My Ecommerce Hero is a series celebrating brilliance in ecommerce, in association with eCommerce-speakers.com, an initiative from Entropy‘s Alex Tait to encourage more female speakers at industry events.
Jane Smith is Digital Tech Lead, EMEA at GSK Consumer Healthcare. She previously held roles at EY and Accenture.
Who is your ecommerce hero?
Natalie Massenet, an early pioneer of ecommerce who founded luxury clothing online business Net-a-Porter in 2000 in her kitchen, completely disrupting fashion.
The internet was in it’s infancy in 2000, (dial up! MSN chat rooms! Ask Jeeves!) yet here was a woman who could see the potential when the big fashion houses wouldn’t come out of physical stores.

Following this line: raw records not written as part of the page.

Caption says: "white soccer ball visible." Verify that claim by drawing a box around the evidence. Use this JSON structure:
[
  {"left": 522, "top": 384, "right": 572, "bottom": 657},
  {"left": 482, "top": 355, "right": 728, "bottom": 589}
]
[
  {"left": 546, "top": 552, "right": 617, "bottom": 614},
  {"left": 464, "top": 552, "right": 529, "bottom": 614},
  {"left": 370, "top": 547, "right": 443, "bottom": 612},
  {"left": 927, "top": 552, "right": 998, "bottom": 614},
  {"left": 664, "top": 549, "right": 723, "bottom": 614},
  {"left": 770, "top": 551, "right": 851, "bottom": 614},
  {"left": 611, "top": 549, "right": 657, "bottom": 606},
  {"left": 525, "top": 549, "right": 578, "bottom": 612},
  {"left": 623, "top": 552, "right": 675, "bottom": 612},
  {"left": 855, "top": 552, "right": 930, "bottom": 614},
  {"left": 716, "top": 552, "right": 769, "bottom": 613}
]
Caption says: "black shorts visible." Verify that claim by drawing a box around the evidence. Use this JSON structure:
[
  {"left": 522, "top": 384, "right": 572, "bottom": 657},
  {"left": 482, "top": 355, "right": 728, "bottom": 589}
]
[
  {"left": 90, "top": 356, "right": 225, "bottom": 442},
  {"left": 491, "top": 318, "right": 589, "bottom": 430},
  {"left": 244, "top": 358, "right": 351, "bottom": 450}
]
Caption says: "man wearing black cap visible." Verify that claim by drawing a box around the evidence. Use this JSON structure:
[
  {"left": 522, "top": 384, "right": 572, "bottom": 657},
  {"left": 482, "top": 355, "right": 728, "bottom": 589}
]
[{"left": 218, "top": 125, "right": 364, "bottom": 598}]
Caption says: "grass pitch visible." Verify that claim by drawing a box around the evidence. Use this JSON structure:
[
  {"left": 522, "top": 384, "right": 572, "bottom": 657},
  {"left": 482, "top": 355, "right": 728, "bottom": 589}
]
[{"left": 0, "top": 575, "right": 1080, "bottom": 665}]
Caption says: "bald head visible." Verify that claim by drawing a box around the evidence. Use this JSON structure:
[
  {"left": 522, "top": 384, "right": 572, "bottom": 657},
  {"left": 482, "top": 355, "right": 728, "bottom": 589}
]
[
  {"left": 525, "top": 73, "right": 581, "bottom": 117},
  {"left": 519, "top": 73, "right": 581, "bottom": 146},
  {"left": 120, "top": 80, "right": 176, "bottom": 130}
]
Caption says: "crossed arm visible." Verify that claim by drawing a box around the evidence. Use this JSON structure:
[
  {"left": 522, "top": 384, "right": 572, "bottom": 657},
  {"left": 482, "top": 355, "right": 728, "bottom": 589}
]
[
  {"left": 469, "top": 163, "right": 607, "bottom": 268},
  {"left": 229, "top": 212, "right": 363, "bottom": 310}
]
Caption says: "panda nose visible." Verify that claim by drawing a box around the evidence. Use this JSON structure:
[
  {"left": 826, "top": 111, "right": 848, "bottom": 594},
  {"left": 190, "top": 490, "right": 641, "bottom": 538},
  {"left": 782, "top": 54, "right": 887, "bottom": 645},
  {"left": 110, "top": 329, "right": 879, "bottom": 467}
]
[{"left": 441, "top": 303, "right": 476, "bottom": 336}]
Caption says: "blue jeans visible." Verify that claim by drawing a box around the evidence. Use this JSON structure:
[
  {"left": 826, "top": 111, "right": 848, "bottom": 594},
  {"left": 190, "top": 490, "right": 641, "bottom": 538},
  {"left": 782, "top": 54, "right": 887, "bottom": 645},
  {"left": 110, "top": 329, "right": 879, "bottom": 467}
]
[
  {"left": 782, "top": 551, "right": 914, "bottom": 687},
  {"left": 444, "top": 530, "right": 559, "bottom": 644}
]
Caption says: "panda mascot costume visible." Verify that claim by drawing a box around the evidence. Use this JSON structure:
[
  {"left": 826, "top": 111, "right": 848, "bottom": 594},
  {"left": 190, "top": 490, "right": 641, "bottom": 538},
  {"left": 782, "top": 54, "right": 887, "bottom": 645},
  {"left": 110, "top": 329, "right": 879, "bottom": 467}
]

What has she done to win hero status in your eyes?
The clarity of her early vision. From the beginning the Net-a-Porter experience was a pleasure — the online shop has always had the format of a glossy magazine.

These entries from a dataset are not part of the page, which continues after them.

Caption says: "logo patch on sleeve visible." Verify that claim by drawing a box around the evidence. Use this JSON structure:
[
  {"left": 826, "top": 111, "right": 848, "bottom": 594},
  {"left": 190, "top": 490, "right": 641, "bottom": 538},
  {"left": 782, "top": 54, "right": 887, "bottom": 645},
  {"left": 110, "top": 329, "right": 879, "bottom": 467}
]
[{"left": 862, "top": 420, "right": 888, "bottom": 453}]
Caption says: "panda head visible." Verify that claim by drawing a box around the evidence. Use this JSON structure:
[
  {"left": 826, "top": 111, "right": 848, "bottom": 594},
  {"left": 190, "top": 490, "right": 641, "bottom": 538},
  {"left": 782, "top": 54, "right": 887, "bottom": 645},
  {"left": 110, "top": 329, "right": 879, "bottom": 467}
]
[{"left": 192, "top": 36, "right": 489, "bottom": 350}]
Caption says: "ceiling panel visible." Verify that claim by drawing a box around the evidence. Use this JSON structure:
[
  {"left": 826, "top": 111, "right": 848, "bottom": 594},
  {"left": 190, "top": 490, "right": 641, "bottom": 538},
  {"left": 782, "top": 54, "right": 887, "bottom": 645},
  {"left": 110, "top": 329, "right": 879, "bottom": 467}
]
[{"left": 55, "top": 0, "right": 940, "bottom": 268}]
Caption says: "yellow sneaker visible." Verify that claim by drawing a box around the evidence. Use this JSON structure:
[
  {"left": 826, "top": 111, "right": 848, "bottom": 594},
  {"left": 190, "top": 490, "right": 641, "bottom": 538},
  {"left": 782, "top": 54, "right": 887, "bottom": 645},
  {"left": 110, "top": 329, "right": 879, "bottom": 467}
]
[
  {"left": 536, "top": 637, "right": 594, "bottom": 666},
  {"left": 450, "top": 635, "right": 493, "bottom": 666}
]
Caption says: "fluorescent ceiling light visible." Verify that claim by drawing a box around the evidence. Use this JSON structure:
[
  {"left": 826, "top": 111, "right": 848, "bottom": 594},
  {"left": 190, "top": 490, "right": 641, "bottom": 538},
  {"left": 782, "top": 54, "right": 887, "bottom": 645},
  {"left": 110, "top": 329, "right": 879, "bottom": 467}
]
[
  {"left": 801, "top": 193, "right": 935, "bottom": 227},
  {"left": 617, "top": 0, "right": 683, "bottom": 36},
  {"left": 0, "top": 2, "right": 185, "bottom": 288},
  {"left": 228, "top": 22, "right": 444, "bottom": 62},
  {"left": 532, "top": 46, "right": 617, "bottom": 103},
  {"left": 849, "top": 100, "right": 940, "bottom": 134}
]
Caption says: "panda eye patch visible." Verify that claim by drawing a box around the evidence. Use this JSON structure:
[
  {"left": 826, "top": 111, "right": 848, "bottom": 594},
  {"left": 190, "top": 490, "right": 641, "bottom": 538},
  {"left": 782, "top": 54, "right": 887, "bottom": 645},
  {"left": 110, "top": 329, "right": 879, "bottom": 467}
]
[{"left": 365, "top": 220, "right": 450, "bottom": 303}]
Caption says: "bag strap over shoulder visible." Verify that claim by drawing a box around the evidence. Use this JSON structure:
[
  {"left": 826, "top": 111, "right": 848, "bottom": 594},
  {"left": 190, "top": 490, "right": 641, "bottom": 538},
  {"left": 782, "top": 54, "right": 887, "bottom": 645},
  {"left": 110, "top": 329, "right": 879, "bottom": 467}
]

I remember reading an interview with Natalie and she recounted fighting with her board as she insisted clothes were delivered in beautiful boxes rather than plastic bags so that the luxury experience ran the course of the purchase. I feel like I’m fan-girling Natalie a bit hard now so I’ll stop!

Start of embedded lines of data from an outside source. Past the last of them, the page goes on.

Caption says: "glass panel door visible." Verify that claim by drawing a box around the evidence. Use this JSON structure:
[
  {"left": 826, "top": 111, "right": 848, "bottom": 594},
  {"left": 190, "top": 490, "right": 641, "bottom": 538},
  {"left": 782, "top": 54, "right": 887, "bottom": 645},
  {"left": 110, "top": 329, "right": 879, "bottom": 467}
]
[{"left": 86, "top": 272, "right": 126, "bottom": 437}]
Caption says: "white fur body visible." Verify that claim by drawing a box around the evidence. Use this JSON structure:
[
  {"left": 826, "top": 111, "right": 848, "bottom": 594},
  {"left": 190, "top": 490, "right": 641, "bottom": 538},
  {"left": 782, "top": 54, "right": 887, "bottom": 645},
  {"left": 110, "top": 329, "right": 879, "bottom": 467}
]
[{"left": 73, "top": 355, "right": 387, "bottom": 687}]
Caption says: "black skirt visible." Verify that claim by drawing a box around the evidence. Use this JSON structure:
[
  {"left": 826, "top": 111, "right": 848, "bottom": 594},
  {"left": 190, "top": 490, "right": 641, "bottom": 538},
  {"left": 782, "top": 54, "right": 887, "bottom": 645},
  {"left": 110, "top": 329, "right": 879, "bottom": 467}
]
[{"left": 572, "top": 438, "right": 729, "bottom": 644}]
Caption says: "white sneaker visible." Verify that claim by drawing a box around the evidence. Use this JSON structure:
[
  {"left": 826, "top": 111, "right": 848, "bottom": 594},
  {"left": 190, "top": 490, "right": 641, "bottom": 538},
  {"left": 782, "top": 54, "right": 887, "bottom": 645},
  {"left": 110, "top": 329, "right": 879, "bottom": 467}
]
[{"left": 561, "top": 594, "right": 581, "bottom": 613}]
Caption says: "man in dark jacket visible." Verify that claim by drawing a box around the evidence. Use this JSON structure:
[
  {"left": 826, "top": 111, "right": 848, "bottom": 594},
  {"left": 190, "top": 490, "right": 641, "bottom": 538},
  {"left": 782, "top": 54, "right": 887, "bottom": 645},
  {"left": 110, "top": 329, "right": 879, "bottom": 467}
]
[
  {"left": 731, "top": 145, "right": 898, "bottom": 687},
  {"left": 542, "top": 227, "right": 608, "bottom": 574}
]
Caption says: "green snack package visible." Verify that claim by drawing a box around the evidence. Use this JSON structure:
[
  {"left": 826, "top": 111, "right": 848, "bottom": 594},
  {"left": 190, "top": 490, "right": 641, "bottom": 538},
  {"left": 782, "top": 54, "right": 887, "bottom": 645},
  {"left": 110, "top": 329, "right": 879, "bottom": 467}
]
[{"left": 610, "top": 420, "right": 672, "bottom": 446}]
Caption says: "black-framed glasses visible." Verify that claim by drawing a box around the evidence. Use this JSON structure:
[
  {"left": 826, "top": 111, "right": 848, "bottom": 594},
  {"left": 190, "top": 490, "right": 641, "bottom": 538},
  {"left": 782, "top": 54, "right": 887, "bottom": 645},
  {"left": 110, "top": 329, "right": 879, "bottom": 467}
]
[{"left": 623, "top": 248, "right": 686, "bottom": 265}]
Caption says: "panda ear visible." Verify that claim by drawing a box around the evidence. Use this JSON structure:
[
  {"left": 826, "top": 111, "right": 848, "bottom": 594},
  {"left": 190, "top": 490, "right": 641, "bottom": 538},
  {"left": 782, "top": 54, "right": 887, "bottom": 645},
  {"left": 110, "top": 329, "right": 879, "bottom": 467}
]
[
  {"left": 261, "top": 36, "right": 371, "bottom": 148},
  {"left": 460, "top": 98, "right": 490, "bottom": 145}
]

How has their heroism helped drive ecommerce?
Do you buy luxury products online? Exactly
What are the biggest challenges in ecommerce we need another hero to solve?
Well everyone says data so I’ll say packaging.
Strides are being made by retailers to use less packaging and more environmentally-friendly materials but do a lot of products even need packaging?
Some of the big players like Amazon and L’Oreal are doing good things here and sustainable packaging startups are proliferating so I hope to this this continues.
What is your most heroic personal achievement so far in ecommerce?
Foundational stuff, getting good systems in place so there’s a strong backbone from which our people can run our ecommerce activities. Robust Product Experience Management systems and a thinkable framework for KPIs and reporting.
Is there a diversity problem in ecommerce and how can we best address it if so?
Diversity is always good — especially in something so deeply intertwined with human behaviour as ecommerce. Every transaction will touch on highly variable behavioural aspects; everyday communication, internet usage, marketing & advertising perception, trust et cetera.
Ecommerce could certainly be more diverse and taking the time to look for people who bring a different perspective is something we can all challenge ourselves to do.